Old-Fashioned Black Walnut Cookie Recipe

17-year-old Helena Muffly wrote exactly 100 years ago today: 

Wednesday, December 18, 1912:  Am beginning to get ready for Christmas. Picked out some walnut bits.

black walnut cookies

Her middle-aged granddaughter’s comments 100 years later:

What was Grandma going to make with the walnuts?  Maybe she made cookies . Here’s an old recipe for Black Walnut Cookies.

Old-Fashioned Black Walnut Cookies

1/2 cup butter, softened

1 cup brown sugar

1 egg

1/4 cup milk

1 teaspoon vinegar

1/2 teaspoon baking soda

1/4 teaspoon salt

1 3/4 cups flour

3/4 cup coarsely chopped black walnuts

Preheat oven to 400 degrees.  Mix butter, brown sugar, and eggs together. Stir  in milk and  vinegar. Then, stir in baking soda and salt. Add flour and stir until combined. Stir in black walnuts. Chill in refrigerator for at least 1/2 hour. Drop rounded teaspoons about 2 inches apart on lightly greased baking sheet. Bake 8 – 10 minutes, or until lightly browned.

Yield: approximately 3 dozen cookies

I love these cookies. They are an old-fashioned soft cookie with the robust, rich taste of black walnuts.

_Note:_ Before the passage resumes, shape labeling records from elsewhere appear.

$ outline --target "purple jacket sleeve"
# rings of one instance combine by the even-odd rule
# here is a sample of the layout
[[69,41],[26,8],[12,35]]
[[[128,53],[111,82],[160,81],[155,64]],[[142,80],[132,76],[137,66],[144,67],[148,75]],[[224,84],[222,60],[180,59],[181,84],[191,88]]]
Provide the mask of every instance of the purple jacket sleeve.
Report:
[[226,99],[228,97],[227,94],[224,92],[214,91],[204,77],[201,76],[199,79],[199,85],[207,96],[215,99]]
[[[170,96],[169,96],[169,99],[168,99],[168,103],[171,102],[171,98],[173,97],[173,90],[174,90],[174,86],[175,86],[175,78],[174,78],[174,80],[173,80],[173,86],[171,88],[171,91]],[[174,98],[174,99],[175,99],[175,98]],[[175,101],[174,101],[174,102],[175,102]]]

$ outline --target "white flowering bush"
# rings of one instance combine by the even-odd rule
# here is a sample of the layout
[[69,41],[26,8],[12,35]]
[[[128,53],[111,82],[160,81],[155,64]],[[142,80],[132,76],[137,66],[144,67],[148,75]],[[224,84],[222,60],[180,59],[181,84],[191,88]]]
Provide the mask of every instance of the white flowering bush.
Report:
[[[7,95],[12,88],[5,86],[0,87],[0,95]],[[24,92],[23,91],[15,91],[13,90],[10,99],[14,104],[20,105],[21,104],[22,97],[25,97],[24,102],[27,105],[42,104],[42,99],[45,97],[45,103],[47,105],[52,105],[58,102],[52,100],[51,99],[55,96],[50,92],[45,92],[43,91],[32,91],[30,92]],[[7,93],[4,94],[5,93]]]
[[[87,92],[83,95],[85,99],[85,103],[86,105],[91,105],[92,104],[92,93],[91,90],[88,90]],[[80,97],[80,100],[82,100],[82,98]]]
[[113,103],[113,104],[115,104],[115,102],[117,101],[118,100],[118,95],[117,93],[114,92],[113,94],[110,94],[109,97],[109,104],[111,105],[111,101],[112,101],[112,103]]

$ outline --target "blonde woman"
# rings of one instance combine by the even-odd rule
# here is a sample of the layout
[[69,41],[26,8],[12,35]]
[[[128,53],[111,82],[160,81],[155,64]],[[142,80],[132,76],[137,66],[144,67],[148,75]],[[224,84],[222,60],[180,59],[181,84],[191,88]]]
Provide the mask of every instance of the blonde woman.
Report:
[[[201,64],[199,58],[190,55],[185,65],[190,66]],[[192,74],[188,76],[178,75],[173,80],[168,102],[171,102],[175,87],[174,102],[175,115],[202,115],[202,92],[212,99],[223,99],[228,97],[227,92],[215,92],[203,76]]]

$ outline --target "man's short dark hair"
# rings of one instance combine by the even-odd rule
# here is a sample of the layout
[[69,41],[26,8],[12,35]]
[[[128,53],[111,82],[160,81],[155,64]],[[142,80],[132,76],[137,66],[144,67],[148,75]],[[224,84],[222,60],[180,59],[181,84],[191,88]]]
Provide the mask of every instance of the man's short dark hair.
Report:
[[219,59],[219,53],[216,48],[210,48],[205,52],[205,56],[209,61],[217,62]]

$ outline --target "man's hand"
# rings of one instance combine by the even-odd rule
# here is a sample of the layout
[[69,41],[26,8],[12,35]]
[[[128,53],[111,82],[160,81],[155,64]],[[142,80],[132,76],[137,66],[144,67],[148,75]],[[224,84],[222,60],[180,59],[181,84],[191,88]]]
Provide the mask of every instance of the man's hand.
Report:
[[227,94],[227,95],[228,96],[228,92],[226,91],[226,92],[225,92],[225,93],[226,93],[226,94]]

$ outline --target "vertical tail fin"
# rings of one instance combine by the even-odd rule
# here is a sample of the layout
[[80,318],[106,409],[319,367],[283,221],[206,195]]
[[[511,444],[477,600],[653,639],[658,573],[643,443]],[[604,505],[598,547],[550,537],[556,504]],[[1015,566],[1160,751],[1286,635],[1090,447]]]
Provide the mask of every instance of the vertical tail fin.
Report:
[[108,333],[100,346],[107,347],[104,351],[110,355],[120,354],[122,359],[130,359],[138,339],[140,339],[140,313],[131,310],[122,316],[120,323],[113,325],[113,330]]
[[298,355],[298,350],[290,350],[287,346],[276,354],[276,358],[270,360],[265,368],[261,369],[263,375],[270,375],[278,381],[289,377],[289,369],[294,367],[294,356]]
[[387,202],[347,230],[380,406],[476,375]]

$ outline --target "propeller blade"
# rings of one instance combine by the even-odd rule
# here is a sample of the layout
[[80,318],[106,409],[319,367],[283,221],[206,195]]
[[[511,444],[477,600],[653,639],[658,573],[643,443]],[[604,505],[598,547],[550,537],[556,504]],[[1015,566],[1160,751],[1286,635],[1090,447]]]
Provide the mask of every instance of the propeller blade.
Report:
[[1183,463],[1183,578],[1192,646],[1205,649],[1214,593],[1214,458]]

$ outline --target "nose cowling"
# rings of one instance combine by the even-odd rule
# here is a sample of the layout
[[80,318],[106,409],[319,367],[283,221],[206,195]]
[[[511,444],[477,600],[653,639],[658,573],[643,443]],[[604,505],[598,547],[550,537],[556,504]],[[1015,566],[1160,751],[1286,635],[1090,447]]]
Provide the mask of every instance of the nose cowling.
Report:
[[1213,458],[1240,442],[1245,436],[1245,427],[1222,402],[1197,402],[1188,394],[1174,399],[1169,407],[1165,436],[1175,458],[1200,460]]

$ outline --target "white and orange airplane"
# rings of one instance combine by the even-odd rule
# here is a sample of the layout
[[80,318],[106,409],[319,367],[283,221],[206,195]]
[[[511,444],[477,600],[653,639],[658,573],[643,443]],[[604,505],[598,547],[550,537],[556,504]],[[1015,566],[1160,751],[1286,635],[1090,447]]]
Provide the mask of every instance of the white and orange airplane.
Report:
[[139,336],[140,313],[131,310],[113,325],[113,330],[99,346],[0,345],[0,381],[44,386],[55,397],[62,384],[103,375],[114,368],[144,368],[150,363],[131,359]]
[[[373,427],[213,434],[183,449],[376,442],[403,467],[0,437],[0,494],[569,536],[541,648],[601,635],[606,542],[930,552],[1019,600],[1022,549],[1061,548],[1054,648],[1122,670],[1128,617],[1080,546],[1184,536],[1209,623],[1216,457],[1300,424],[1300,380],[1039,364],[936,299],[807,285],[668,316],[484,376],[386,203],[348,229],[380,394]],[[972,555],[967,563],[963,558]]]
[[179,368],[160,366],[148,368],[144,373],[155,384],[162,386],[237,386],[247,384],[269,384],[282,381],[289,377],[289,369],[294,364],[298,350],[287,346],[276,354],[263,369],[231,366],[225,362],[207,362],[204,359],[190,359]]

Here are several previous posts about Black Walnuts that you might enjoy:

How to Crack Black Walnuts

Hulling Black Walnuts

Old-Time Black Walnut Cake Recipe

14 thoughts on “Old-Fashioned Black Walnut Cookie Recipe

  1. As I prepare some baking for Christmas it is interesting to read what Helena would have been baking. Did she make these often when you were growing up?

    1. For many years, a week or so before Christmas, Grandma would over to our house for a cookie baking marathon. My mother, brother, Grandma, and I would bake many different varieties of cookies. Grandma always brought a large wicker basket filled with ingredients and her recipe box. We’d have fun looking through the recipes and deciding which cookies to make. We always made cut-out cookies–but beyond that we’d make a mixture of old-favorites and new cookies.

  2. These are good! Even though we had several black walnut trees on the farm where I grew up, I can no longer eat walnuts, but I can eat almonds. So I baked a batch of these, using almond flavoring and just put one whole almond on top of each spoonful of batter before popping into the oven. They turned out just perfect – very tasty! Thanks.

  3. Your cooky baking experience makes me want to do something like that. I don’t remember ever cooking with either of my grandmothers and rarely with my mother. Never really thought about that before.

    1. Authentic hundred-year-old recipes for cookies sometimes called for sour (raw) milk. Now that milk is pastuerized, and milk doesn’t sour in the same way that it did in the past, vinegar is sometimes added to update those old recipes.